Punk 45 Vol. 3: Sick On You! One Way Spit! After The Love & Before The Revolution - Proto-Punk 1969-76
If you want to nitpick, start with “proto” itself, a vague qualifier up for interpretation. With only six of twenty-one cuts pre-dating actual punk Patti Smith’s Arista debut, the selections also bypass any number of misfits both obvious and obscure, from Zakary Thaks to Blue Cheer and Neu! And yet this potent brew of garage/psych/glam does exactly what the title claims - suggest the ways in which a non-movement of disaffected post-60s urban types pushed against the limitations of technology and blues scales. No way theoretical bands like Jack Ruby or bedroom outsiders like George Brigman could sustain interest over the course of a full-length. Liberated from such practicalities, their four-minute blasts of unreasonable confrontation are revelations. Oklahoma Stooges fans, Hammersmith Kinks enthusiasts, worldwide Lou Reed acolytes: jamming without a net, they offered three-chord context for glue sniffers everywhere. Brainier types would soon supply the content.
Punk 45 Vol. 2: There Is No Such Thing As Society - Get A Job, Get A Car, Get A Bed, Get Drunk! Underground Punk And Post-Punk In The UK 1977-81
It wasn’t some Bromley Contingent gobber who said “there is no such thing as society” - it was the longest-serving Prime Minister of the modern era. So of course punk rock registered as youth culture in recession-plagued/pre-Thatcherism England, a rare example of cross-Atlantic inspiration in which America’s UK counterparts proved less artsy. As befits a scene which burned brightly before disseminating into rival camps, these two dozen cuts are mostly curios, although often brief and always clattering. Trivia buffs will enjoy future Midnight Runner Kevin Rowland bellowing his way through a Killjoys number or a Vibrators side-project featuring members Miss Directed, Miss Guided, and C. Slug. Footnote fanciers will dig glorious one-offs from Puncture, The Users, The Jermz. Aesthetes will value the genius of Swell Maps and The Mekons, whose ’78 single “32 Weeks” sounds both primeval and visionary in this context. And I’m sure somebody will get a kick out of the 1.32 “Wot’s For Lunch Mum?”

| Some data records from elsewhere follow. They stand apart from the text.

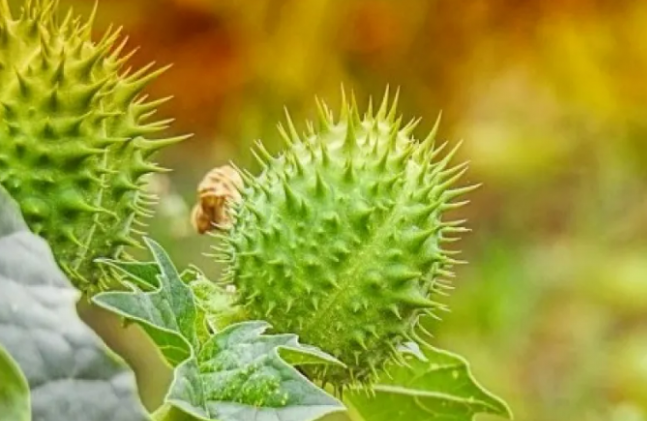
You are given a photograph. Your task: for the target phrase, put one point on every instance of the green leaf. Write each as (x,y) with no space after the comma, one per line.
(14,390)
(436,386)
(235,374)
(70,372)
(167,314)
(239,375)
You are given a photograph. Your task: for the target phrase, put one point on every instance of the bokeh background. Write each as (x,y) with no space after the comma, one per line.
(551,100)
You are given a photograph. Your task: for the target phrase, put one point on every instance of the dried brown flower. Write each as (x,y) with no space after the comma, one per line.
(217,190)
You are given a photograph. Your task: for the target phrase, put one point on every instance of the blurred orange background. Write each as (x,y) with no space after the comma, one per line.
(551,100)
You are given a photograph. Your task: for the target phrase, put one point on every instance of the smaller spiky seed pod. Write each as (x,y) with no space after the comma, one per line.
(341,239)
(75,135)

Punk 45 Vol. 1 Kill The Hippies! Kill Yourself! The American Nation Destroys Its Young - Underground Punk In The United States Of America 1973-1980
Excepting Blondie, US first-wave punk was underground by definition, so this comp’s title seems overlong and then some. Had the urban Ohio/suburban California focus suggested within the notes held strong rather than detouring into New Orleans and Austin, perhaps these twenty-one selections might have added up to some kind of counter-narrative to New York/London hegemony rather than a noisy grab-bag. And it’s difficult to conceive how anybody curious about one-off singles from The Urinals and X Blank X wouldn’t already claim intimate familiarity with Pere Ubu’s “The Modern Dance” or the Heartbreakers’ “Chinese Rocks”. Yes but still. The loose, wonderful aesthetic under consideration encompasses both the lo-fi pop chug of ’73 Flamin’ Groovies and the keyboard-trilling chants of ’78 Theoretical Girls. Between those two conceptual and geographical peaks lies a lot of fuzz, including enough San Fernando dross (Hillside Strangler, how punk) to give heart to El Lay haters. Avant-garage blur more than no future, although note obvious alternative to killing the hippies: “Kill Yourself”.